La intención de estos rituales a favor de la Selección Argentina no es influir de forma mágica en el marcador, sino constituir un soporte anímico y una red de protección simbólica orientada a neutralizar las corrientes de hostilidad exterior que rodean a la competencias de alto rendimiento como este Mundial 2026.
La manifestación más difundida es el denominado ritual de la vela y la sal, diseñado y compartido por «La Brujineta» para ser ejecutado exactamente 30 minutos antes de que ruede la pelota entre Argentina y Suiza.

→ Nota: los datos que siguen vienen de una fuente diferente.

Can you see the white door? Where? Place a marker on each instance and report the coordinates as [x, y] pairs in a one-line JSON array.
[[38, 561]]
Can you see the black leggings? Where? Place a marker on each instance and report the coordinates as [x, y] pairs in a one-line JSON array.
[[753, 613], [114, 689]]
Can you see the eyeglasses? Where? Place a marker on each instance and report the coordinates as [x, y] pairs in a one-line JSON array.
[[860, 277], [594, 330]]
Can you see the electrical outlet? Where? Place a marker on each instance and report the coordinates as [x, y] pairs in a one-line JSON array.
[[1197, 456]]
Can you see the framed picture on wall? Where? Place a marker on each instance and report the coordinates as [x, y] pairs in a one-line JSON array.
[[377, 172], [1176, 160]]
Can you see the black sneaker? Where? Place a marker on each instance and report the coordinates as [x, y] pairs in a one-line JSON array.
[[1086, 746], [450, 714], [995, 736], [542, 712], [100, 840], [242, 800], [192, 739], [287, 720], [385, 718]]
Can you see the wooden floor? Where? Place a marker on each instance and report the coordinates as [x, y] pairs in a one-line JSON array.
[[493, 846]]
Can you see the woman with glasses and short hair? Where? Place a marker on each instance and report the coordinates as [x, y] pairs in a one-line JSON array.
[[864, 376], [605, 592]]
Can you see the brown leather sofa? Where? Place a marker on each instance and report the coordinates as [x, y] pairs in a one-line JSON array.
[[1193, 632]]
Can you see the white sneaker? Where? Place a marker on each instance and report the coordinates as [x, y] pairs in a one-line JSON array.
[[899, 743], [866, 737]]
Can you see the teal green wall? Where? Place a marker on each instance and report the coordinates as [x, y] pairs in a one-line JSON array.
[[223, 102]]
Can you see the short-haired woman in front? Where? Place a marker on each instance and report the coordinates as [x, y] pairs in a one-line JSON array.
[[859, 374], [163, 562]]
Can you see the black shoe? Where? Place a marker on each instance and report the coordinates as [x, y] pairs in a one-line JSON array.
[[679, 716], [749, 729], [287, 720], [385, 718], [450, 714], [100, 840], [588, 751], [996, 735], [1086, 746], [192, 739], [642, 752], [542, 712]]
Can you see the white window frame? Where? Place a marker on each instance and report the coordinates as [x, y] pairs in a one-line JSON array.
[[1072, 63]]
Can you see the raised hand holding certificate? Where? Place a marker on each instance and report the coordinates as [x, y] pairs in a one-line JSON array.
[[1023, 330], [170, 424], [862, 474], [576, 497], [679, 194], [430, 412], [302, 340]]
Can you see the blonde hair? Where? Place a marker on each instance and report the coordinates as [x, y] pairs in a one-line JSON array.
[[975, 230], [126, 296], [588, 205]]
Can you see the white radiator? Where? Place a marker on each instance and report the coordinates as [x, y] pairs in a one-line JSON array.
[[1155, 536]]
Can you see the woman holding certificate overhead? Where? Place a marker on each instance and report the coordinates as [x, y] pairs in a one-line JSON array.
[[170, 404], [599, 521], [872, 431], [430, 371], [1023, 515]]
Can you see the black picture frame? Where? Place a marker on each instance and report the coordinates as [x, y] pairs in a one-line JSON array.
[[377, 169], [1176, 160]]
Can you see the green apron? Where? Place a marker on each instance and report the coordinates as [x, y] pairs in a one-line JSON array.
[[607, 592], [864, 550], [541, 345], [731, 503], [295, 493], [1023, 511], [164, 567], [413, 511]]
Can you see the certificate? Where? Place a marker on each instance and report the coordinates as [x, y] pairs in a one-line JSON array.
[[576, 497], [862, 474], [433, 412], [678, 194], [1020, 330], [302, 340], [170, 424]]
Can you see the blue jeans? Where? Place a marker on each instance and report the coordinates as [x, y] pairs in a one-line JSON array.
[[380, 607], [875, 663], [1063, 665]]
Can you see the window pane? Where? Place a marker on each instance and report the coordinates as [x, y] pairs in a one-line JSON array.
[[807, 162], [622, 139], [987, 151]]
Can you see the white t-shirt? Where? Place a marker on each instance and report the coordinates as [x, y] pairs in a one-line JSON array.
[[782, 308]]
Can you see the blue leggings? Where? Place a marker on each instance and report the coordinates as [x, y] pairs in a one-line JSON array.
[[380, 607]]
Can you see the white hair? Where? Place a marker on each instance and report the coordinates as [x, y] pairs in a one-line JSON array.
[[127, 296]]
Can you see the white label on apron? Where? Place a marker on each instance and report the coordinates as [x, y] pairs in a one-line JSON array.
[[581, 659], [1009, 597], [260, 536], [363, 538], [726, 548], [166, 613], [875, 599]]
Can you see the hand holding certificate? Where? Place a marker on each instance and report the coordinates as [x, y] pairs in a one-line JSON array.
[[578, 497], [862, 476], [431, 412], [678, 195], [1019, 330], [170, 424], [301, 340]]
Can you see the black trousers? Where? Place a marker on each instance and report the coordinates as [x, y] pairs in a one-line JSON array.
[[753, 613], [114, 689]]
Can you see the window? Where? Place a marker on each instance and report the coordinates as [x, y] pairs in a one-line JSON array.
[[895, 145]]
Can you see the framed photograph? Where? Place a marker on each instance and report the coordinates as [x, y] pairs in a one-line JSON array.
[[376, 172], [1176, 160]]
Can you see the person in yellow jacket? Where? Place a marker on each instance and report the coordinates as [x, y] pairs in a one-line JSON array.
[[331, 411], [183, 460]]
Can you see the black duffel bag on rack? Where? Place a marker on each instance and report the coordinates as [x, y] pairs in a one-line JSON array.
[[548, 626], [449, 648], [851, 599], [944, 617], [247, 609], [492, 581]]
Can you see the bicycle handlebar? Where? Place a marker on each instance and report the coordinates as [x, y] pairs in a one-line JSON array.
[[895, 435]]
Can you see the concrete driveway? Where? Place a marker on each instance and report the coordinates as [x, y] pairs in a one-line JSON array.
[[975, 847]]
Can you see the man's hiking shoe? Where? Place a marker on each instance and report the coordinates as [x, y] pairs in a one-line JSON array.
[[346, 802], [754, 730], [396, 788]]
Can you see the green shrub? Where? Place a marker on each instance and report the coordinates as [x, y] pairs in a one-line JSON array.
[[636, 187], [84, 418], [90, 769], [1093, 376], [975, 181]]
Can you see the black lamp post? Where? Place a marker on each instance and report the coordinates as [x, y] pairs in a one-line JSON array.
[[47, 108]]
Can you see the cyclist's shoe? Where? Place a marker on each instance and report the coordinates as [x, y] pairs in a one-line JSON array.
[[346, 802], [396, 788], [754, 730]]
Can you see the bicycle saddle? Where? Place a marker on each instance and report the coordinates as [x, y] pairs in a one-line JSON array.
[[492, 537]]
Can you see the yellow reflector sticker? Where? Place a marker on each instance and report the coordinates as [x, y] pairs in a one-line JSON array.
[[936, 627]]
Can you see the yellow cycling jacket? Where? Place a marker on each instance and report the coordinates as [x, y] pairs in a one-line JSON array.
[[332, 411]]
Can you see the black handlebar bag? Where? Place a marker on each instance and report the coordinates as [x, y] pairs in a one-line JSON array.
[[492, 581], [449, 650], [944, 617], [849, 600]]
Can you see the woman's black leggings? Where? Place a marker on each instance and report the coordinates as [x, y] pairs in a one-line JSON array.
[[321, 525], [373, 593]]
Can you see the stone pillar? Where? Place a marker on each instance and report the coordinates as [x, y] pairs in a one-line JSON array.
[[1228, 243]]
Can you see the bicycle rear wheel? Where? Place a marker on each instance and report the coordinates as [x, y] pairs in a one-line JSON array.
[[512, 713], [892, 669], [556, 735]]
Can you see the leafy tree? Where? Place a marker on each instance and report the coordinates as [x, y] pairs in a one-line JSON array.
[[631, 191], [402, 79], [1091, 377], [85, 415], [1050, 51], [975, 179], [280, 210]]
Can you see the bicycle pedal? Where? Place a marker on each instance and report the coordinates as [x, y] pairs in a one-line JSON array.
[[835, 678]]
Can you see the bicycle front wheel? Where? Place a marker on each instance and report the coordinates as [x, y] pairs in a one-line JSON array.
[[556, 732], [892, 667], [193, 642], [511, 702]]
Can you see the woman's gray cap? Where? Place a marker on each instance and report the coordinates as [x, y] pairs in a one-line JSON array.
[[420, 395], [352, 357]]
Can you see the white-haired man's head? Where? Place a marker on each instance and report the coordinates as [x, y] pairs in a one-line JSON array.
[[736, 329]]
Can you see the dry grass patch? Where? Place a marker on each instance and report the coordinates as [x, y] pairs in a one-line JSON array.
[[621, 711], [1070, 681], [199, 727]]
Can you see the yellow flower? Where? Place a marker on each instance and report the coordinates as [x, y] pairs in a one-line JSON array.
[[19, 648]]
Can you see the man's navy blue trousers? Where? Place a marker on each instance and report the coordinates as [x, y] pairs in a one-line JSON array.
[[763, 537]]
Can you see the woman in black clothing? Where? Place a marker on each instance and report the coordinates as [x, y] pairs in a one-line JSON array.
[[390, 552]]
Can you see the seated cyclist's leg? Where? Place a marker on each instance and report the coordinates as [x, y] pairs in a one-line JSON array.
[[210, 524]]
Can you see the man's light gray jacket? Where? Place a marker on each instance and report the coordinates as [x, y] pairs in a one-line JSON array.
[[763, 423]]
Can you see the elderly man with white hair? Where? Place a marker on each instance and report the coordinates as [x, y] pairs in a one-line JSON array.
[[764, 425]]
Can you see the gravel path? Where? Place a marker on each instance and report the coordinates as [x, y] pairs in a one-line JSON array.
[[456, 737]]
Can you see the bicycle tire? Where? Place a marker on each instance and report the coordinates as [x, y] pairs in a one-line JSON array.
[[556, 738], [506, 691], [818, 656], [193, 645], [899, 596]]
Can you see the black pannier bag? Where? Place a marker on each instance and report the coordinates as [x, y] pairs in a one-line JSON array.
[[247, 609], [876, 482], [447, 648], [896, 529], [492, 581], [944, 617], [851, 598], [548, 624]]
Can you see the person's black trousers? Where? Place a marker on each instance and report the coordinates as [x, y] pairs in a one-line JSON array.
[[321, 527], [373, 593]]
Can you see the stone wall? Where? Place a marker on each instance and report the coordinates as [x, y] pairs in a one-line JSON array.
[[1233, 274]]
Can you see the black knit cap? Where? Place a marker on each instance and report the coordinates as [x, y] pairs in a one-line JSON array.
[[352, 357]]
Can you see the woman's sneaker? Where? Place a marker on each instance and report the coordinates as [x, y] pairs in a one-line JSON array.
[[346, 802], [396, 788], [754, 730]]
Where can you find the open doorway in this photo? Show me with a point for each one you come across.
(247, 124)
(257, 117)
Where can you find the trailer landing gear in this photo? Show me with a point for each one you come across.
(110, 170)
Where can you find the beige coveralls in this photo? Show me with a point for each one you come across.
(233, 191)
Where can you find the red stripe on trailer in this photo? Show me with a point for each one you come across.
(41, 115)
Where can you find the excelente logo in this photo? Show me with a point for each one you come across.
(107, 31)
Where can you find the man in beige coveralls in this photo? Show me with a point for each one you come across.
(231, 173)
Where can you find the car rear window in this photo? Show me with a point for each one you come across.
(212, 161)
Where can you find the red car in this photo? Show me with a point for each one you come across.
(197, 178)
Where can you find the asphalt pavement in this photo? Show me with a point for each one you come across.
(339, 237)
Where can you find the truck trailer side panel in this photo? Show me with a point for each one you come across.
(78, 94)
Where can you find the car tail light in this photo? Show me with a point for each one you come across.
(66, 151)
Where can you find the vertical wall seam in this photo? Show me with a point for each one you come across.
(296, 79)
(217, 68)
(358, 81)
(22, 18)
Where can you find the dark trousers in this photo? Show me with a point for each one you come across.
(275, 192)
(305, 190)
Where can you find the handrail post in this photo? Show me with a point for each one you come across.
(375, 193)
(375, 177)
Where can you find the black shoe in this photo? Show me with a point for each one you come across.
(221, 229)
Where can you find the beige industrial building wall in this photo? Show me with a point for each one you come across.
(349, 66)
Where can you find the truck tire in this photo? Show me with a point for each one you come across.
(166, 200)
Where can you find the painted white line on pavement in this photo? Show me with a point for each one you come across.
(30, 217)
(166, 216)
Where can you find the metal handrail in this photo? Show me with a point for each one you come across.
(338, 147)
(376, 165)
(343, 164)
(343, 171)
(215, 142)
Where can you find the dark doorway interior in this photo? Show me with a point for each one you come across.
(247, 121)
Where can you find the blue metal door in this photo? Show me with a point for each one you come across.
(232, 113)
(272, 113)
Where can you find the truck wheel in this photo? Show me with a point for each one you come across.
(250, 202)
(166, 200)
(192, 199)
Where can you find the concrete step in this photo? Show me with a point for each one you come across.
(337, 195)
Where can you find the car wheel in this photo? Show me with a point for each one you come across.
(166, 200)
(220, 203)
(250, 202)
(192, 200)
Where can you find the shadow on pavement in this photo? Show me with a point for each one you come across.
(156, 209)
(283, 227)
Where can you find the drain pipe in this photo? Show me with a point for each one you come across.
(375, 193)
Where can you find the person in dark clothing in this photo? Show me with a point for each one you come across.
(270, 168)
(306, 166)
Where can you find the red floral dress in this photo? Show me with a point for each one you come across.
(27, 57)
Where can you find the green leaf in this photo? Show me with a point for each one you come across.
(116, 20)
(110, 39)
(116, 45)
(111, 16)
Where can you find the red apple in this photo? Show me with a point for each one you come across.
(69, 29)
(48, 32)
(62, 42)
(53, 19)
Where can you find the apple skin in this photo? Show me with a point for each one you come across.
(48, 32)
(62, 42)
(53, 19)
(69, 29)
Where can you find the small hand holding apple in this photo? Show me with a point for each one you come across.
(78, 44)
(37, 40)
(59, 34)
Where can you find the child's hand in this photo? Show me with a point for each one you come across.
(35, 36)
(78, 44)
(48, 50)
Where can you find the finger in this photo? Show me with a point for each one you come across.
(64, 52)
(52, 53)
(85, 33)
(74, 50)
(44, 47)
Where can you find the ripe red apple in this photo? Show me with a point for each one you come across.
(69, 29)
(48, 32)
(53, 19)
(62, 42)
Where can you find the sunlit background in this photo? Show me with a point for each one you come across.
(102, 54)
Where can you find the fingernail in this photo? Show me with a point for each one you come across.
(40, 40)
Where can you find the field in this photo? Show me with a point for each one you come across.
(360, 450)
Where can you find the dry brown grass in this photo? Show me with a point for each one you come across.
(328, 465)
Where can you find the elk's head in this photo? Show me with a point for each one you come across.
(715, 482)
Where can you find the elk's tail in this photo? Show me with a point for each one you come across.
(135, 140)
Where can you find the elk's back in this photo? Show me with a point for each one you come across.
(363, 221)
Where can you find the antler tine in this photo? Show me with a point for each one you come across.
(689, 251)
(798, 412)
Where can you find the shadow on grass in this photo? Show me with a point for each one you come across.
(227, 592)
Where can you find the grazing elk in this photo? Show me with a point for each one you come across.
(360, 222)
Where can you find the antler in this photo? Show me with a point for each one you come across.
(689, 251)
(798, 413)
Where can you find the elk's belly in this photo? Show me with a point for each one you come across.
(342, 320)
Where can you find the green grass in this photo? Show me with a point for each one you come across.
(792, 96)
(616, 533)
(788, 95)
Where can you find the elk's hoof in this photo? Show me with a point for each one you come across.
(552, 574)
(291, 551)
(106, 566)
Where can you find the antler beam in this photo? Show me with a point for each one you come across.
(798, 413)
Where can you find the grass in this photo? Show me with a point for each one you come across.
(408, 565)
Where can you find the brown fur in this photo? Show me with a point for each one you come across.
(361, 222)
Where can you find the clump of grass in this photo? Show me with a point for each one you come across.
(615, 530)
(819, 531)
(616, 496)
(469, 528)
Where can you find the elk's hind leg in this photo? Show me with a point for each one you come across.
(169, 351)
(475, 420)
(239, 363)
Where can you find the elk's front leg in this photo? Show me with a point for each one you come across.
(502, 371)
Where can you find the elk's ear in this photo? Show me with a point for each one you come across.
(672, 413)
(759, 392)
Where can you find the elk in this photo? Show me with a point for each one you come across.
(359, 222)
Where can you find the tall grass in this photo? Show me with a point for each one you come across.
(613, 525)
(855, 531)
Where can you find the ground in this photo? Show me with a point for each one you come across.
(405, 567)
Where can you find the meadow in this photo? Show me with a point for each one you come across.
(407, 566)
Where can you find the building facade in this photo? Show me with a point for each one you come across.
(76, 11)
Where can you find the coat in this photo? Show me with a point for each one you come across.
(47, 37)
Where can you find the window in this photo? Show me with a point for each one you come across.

“Yo soy con mi espíritu en expansión y mi corazón humilde,
te intenciono para que seas un punto de luz en este hogar,
en nuestros corazones , la fe que arde.
Te intenciono para que seas protección para la Selección Argentina
y absorbas todo el odio que le tiran,
invocamos a la llama blanca de la purificación,
ascensión para que actúe atravez de esta vela,
invocamos la Ascención, la verdad, la justicia y la purificación.
Yo soy Dios en acción x3
Yo soy x3
Gracias x3«.
El ritual de la vela y la sal funciona como un catalizador de la ansiedad compartida, transformando el aislamiento de la pantalla en una experiencia de comunión y pertenencia.
Esta sincronización virtual de miles de fanáticos demuestra que, más allá de las tácticas en el campo de juego, el respaldo hacia la Scaloneta se nutre de una mística popular inquebrantable, donde la fe individual se suma a una corriente colectiva que busca, por todos los medios disponibles, blindar el camino de la Selección Argentina.